We assessed the impact of hepatic dysfunction on the safety and pharmacology of gemcitabine/capecitabine in patients with advanced pancreatico-biliary cancer.

Methods

We included 12 patients receiving 3 weekly gemcitabine 1,000 mg/m2 day 1, 8 and oral capecitabine 650 mg/m2 b.i.d. over 2 weeks until disease progression or intolerable toxicity. Patients were included into one normal hepatic function cohort [total bilirubin (TB) ≤15 μmol/L] and 3 cohorts with increasing TB (16–39, 40–80, >80 μmol/L). Three patients with a creatinine clearance <60 ml/min were also included. Patients were sampled for gemcitabine, difluoro-deoxy uridine, intracellular gemcitabine triphosphates, capecitabine, 5′-deoxy-5-fluorocytidine, 5′-deoxy-5-fluorouridine and 5-fluorouracil up to 4 h after initiation of chemotherapy on day 1, and up to 90 min on day 8. All compounds were analyzed using validated liquid chromatography–tandem mass spectrometry.
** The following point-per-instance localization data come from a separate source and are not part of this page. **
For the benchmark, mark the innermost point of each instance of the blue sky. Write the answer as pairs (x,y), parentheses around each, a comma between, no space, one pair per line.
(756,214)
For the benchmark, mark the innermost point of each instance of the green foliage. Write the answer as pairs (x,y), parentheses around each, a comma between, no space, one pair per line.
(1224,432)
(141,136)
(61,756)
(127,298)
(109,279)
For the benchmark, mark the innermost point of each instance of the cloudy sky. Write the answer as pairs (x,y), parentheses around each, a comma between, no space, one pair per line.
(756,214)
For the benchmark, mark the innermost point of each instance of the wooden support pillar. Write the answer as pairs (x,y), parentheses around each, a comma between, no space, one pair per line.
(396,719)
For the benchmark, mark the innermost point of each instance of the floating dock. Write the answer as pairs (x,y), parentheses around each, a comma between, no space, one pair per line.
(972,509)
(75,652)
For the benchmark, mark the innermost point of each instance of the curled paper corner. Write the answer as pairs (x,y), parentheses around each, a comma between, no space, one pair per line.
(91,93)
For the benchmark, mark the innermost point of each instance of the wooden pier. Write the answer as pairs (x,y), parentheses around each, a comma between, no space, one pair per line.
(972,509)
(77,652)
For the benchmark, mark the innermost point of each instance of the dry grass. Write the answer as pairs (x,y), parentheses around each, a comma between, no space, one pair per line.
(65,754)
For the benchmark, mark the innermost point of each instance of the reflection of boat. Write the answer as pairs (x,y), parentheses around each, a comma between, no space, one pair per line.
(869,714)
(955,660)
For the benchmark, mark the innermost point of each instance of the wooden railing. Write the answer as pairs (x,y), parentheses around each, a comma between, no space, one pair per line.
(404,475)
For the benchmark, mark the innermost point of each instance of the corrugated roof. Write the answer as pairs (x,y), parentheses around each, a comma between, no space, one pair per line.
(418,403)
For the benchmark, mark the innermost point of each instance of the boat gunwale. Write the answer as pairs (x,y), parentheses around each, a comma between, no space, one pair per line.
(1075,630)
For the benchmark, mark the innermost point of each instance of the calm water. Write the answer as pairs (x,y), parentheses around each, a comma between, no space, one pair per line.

Nonlinear mixed-effect modeling was used for population analysis.

Results

Hepatic dysfunction was caused by intrahepatic cholestasis in 4 out of 8 patients (50 %) and extrahepatic cholestasis in another 4 patients (50 %). Dose-limiting toxicity was increasing hyperbilirubinemia and severe neutropenia in 2 patients each. Hepatic dysfunction was not associated with dose-limiting toxicity or severe hematological or non-hematological toxicity. However, hepatic dysfunction was associated with low clearance of both gemcitabine (p = 10−3) and capecitabine (p = 10−5), and low intracellular gemcitabine triphosphate concentrations (p = 10−3).

Conclusions

Gemcitabine/capecitabine can be given at the standard dose in patients with severe hyperbilirubinemia, though the present data suggest that gemcitabine’s activity may be limited due to poor intracellular activation. In patients with severe hyperbilirubinemia, initial monotherapy with capecitabine should be considered, followed by the addition of gemcitabine with improving hyperbilirubinemia.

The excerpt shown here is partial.